Es ist vor allem die Unschärfe, die das ambitionierte Projekt nicht gut aussehen lässt. Über das „Lesen von Bildern“ von links nach rechts wird zwar in aller Breite referiert, doch fehlt ein kurzer Satz, der dem Leser zu verstehen gibt, dass in Ländern wie Japan die Leserichtung eben von unten nach oben und von rechts nach links verläuft. Diese Tatsache wird als Allgemeingut angenommen und immer wieder als Verweis an späteren Stellen benutzt. Fachbegriffe wie lettering werden erst drei Seiten nach der eigentlichen Diskussion über verschiedene Wirkungen von Schrifttypen im Comic genannt. An anderer Stelle attestiert Dittmar zu Beginn eines Unterkapitels: „Texte in Blasen sind Denk- oder Sprechakte und damit nicht Teil der Bilder selbst“, nur um seine Aussage zwei Seiten später wieder zu revidieren „[…] da die Texte beziehungsweise Textträger zu grafischen Elementen des Bildes geworden sind“. Eben an diesen scheinbaren Allgemeinplätzen und Widersprüchen scheitert das Projekt der „Systematisierung des Blicks auf Comics“.

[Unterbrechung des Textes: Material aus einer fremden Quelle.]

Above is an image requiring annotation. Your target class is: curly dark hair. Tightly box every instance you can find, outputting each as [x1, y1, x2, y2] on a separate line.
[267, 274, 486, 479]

Erst im Kapitel „Konstruktion der Narration“ gelingt es Dittmar, seinen geschärften Blick in ein System umzuwandeln und dieses auch dem Leser entsprechend näher zu bringen. Während viel zu oft darüber gefeilscht wird, wie viel Text und wie viel Bild im Comic erlaubt sei, kommen die wichtigen Fragen zur Sequenz im Comic sehr oft zu kurz. Der Autor nimmt die richtige Distanz zum Anschauungsmaterial ein und erläutert anhand von verschiedensten Modellen die Möglichkeiten von Variation und Wiederholung für die einzigartige Erzählweise des Comics. Um den Überblick abzurunden, werden selbstverständlich auch Aspekte wie Farbe, Stil, Genre und die Darstellung der Zeit im Medium untersucht. Diese Untersuchungen werden kurz und knapp, aber dennoch zur Genüge durchgeführt.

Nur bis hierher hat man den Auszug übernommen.